Gazze’de iki yıla yakın süren katliamlar en vahşi haliyle devam ediyor. Durdurma adına ‘sözlü’ tepkiler dışında bir şey yapılmıyor. Hem liderler hem devletler işi hep ‘kınama’ boyutundan götürüyor. Pek fazla bir şeyler yapacakları umudu da yok gibi.

Adım atmaları için daha ne olmalı daha ne olabilir, bilemiyoruz tabi.

Fakat tüm bunlara karşı vicdanları ölmemiş insanlar başlarını yastığa hiç rahat koymadılar.

Karınca kararınca da olsa hem imkanlarını hem saflarını belli ettiler. Aylarca meydanlarda kaldılar. Ellerinden geleni yapmaya çalıştılar. Bu konuda adeta ‘bir vazife olsa hazırız’ duruşu sergilediler.

‘Cansa can malsa mal.’ mesajını verdiler.

Bu durum gösteriyor ki

Gazze ile ilgili bu işi vicdan sahibi insanlar yapacak.

Bu şeref liderlerden ziyade halklara nasip olacak.

Bu kanı onlar durduracak.

Bu vahşiler onların elleriyle zelil olacaklar.

Siyonistler de bunu iyi biliyor. Bunun hesabını yapıyorlar.

O açıdan halkın diri olması lazım.

Halkın Gazze gündeminin diri olması lazım.

Halkın Gazze gündemini diri tutması lazım.

Gazze’yi sanki bir tek konuşacak biz kalmışız kadar konuşmalıyız.

Gazze’yi anlatacak sanki bir tek biz kalmışız gibi anlatmalıyız.

Gazze’ye sahip çıkacak sanki bir tek biz kalmışız gibi sahip çıkmalıyız.

Asıl kaybediş, insanların umutsuzluğudur. Tükenmişliğidir.

Çaresiz kaldıklarını düşünüp meseleyi unutmaya terk etmesidir.

Bu anlamda gösteriler, yürüyüşler, basın açıklamaları, protestolar, mitingler hepsi çok değerlidir ve anlamlıdır.
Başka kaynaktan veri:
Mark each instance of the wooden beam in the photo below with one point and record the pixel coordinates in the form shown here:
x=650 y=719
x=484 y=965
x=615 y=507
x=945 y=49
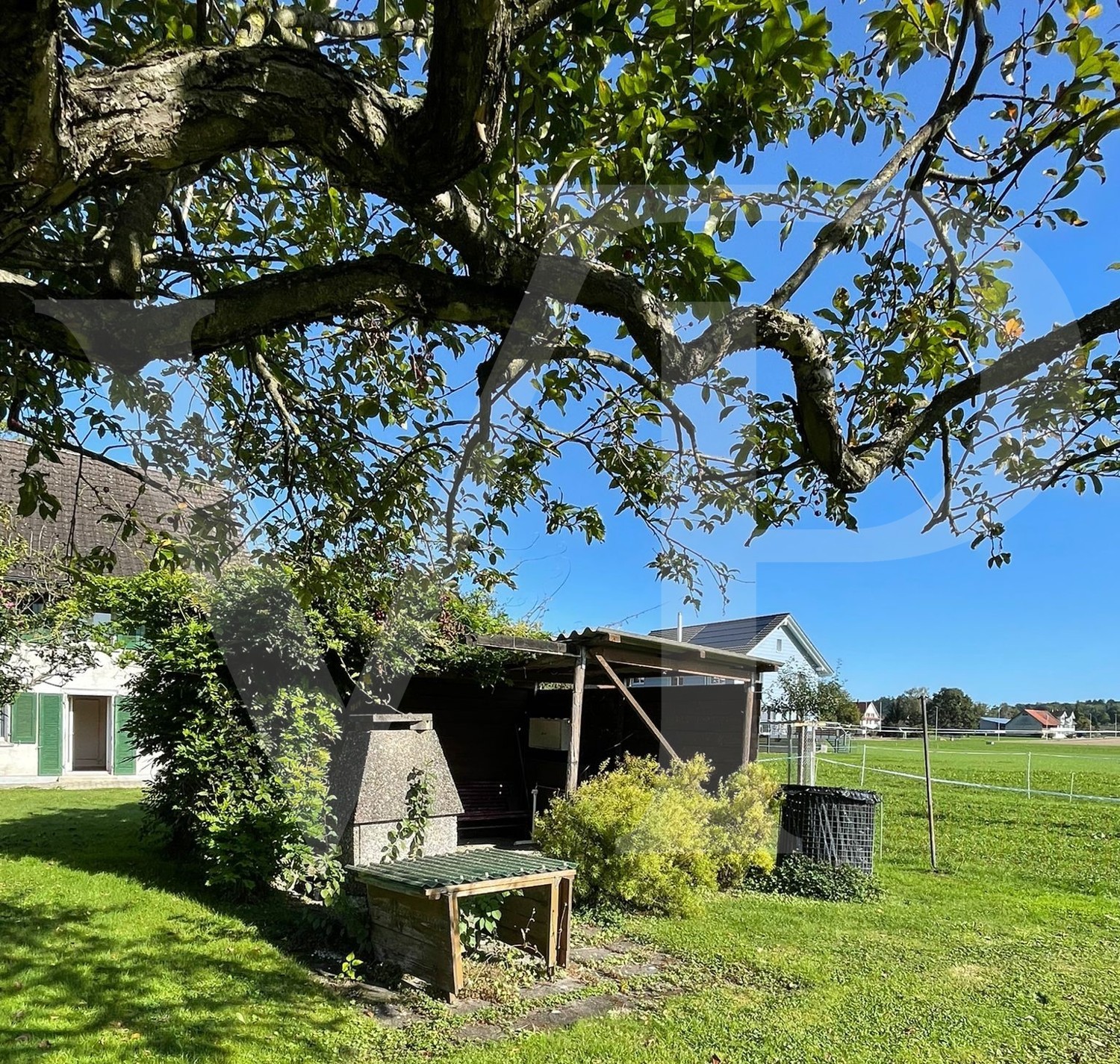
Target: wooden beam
x=524 y=645
x=638 y=707
x=688 y=665
x=577 y=721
‘Yapıyoruz da ne oluyor?’ tembelliğine asla kapı aralanmamalıdır. Tam tersine daha fazla ne yapabiliriz hesabında olunmalıdır.

Daha etkili daha kalıcı daha harekete geçirici nasıl olabilir? Planında olunmalıdır.

Yani bir pes etme durumuna karşı yaptıklarımızı daha etkili kılma düşüncesinde olunmalıdır.

Şimdiye kadar kendi imkân ve şartlarına göre sahada olan vakıflar, dernekler, cemaatler ve tüm bileşen sivil toplum işin öncülüğünü devam ettirmelidirler. Eylemleri somut bir hal alana dek mücadelelerini sürdürmelidirler.

Ve gerçekten artık insanlar somut adımlar üzerinde kafa yormalıdırlar.

Binlerce insanın Ürdün'den, Mısır'dan, Suriye’den sınırları zorladığı düşünülse. Ve bunlar Türkiye’den, Pakistan’dan, Endonezya’dan, körfez ülkelerden ve vicdanı ölmemiş tüm insanlardan bir sel olarak aktığı düşülse iş biter aslında. Ve aslında çok zor değildir.

Ortak inanç varsa ortak eyleme dönüşmesi daha kolaydır.

Ancak ümmetin bu anlamda kendi arasında bir organizasyon bağının olması gerekmektedir.

Nasipsiz liderlerin engellerine rağmen böyle bir organizasyon inşa edilmelidir.

Bu sivil bir inisiyatif olmalıdır. Ümmetin böyle bir potansiyeli de vardır.

Ümmet buna muktedirdir. Ümmetin içinde böyle kabiliyetler vardır.

Ümmetin içinde bunun taliplileri de vardır. Yeter ki böyle bir adım atılmış olsun.

Yoksa bu kan durmaz. Bu kan durdurulamaz.